Girolamo Brandolini or Brandolin, full surname Brandolini Rota, from 1914 Brandolini d'Adda (Milan, 16 May 1870 – Padua, 30 April 1935) was an Italian soldier and politician.

== Biography ==

Son of Senator Annibale Brandolini, he was the member of the Brandolini family of Venetian descent and possessed the titles of Count of Valmareno, Lord of Solighetto and Venetian patrician. With the Royal Decree of 26 November 1914 he was able to add the surname of his mother, Leopolda D'Adda, to his own.

As a local administrator, he was mayor of Cison di Valmarino (28 July 1907 – 28 June 1914) and then municipal councilor in Venice, Cison di Valmarino, Pieve di Soligo, Follina and Casatisma. He also held the office of deputy, being elected for three consecutive legislatures (elections of 1901, 1904 and 1909).

He became senator on 16 October 1913 with Antonino Di Prampero as rapporteur. The appointment was validated on 5 December and he was sworn in on the following 9 December.

As for his military career, between 1890 and 1892, Brandolini took part in the Eritrean war, then fought as a volunteer in the Great War. He reached the rank of lieutenant colonel of the grenadiers.

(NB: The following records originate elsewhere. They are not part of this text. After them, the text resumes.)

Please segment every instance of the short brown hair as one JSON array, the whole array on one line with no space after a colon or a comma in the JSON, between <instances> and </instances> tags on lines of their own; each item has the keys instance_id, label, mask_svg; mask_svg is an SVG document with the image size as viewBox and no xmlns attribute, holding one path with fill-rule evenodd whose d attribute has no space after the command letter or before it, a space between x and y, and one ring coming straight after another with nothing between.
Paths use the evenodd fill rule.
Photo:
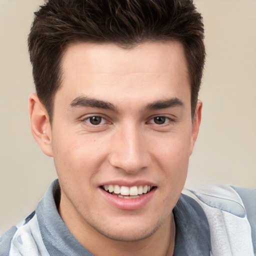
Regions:
<instances>
[{"instance_id":1,"label":"short brown hair","mask_svg":"<svg viewBox=\"0 0 256 256\"><path fill-rule=\"evenodd\" d=\"M35 12L28 50L38 96L52 120L60 62L74 42L130 48L178 40L184 48L194 116L205 59L204 24L192 0L48 0Z\"/></svg>"}]
</instances>

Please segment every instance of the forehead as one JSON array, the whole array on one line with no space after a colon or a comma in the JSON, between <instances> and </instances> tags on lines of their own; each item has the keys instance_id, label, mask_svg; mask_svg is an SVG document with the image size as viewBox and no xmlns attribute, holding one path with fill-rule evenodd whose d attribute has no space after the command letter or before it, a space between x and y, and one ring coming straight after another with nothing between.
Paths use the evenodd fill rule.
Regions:
<instances>
[{"instance_id":1,"label":"forehead","mask_svg":"<svg viewBox=\"0 0 256 256\"><path fill-rule=\"evenodd\" d=\"M146 42L131 48L113 44L78 42L68 46L62 66L68 72L72 66L78 70L86 66L84 71L87 72L124 75L138 72L170 72L175 66L186 71L186 62L183 46L176 40Z\"/></svg>"},{"instance_id":2,"label":"forehead","mask_svg":"<svg viewBox=\"0 0 256 256\"><path fill-rule=\"evenodd\" d=\"M112 44L74 44L67 48L62 66L56 103L60 103L56 102L60 94L62 101L70 104L81 96L123 105L138 101L146 105L185 94L190 101L184 48L178 42L147 42L130 49Z\"/></svg>"}]
</instances>

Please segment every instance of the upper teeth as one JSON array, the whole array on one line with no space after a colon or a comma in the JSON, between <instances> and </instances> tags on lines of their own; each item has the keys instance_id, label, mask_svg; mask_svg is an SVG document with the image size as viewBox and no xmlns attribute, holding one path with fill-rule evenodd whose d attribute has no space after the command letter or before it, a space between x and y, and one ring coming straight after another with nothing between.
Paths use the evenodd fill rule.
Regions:
<instances>
[{"instance_id":1,"label":"upper teeth","mask_svg":"<svg viewBox=\"0 0 256 256\"><path fill-rule=\"evenodd\" d=\"M149 192L151 187L148 185L131 187L120 186L118 185L105 185L104 188L106 191L108 191L110 193L114 192L115 194L121 194L122 196L138 196Z\"/></svg>"}]
</instances>

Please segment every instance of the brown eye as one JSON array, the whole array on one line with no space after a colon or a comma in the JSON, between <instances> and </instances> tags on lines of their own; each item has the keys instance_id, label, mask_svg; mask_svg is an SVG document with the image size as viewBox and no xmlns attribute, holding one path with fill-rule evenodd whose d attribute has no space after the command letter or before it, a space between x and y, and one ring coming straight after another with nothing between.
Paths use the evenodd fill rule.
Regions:
<instances>
[{"instance_id":1,"label":"brown eye","mask_svg":"<svg viewBox=\"0 0 256 256\"><path fill-rule=\"evenodd\" d=\"M102 122L102 118L100 116L92 116L89 118L90 122L94 126L100 124Z\"/></svg>"},{"instance_id":2,"label":"brown eye","mask_svg":"<svg viewBox=\"0 0 256 256\"><path fill-rule=\"evenodd\" d=\"M154 122L156 124L164 124L166 121L166 118L165 116L156 116L154 118Z\"/></svg>"}]
</instances>

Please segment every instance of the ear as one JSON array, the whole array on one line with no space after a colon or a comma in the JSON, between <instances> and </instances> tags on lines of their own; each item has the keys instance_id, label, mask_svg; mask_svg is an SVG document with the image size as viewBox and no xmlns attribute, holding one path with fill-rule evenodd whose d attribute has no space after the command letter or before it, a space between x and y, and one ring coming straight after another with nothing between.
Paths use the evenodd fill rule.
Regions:
<instances>
[{"instance_id":1,"label":"ear","mask_svg":"<svg viewBox=\"0 0 256 256\"><path fill-rule=\"evenodd\" d=\"M36 94L29 96L28 112L31 130L34 140L46 155L52 156L52 128L49 116Z\"/></svg>"},{"instance_id":2,"label":"ear","mask_svg":"<svg viewBox=\"0 0 256 256\"><path fill-rule=\"evenodd\" d=\"M192 134L191 136L191 144L190 148L190 154L193 152L194 143L198 138L199 127L201 123L201 117L202 114L202 103L200 100L198 100L196 110L194 112L193 120L192 120Z\"/></svg>"}]
</instances>

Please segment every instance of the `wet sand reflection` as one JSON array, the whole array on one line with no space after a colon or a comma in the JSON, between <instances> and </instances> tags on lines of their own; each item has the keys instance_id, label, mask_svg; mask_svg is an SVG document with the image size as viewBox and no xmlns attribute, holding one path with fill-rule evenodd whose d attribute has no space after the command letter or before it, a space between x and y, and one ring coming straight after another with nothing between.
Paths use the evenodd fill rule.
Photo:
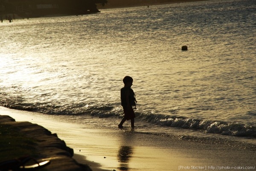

He joined fascism, enrolling in the PNF on 4 December 1925.

== Personal life ==
On 20 February 1898 in the chapel of Ca' Vendramin Calergi, Girolamo Brandolini married Gabrielle Lucchesi-Palli (1875–1937), the daughter of Hector Adinolfo Lucchesi-Palli, 9th Duke della Grazia, Prince of Campofranco (10 March 1840 – Brunsee, Styria, Austria, 4 February 1911), son of Marie-Caroline of Bourbon-Two Sicilies, Duchess of Berry, and his wife, Lucrezia Nicoletta, née Sasso-Ruffo dei principi di Sant' Antimo. They had 4 children: Annibale, Maria (born 1900), Giovanni (born 1901) and Vendramina (born 1902) Brandolini d’Adda.

On 10 June 1925, his son Annibale Brandolini d'Adda married Laura Boncompagni Ludovisi of the House of Boncompagni, the daughter of Francesco Boncompagni Ludovisi, prince of Piombino and of princess Nicoletta, née Prinetti Castelletti. One of the witnesses at the wedding was Benito Mussolini.

On 3 March 1924, his daughter Maria Concetta married Giovanni Battista Serra dei Duchi di Cassone (born 21 October 1891). They had 2 children:

- Gabriela Serra dei Duchi di Cassone (born 18 Dec 1924) and
- Marie Jose Serra dei Duchi di Cassone (born 2 Oct 1934).

In 1925, his daughter Vendramina married count Andreamaria Marcello of the Marcello family.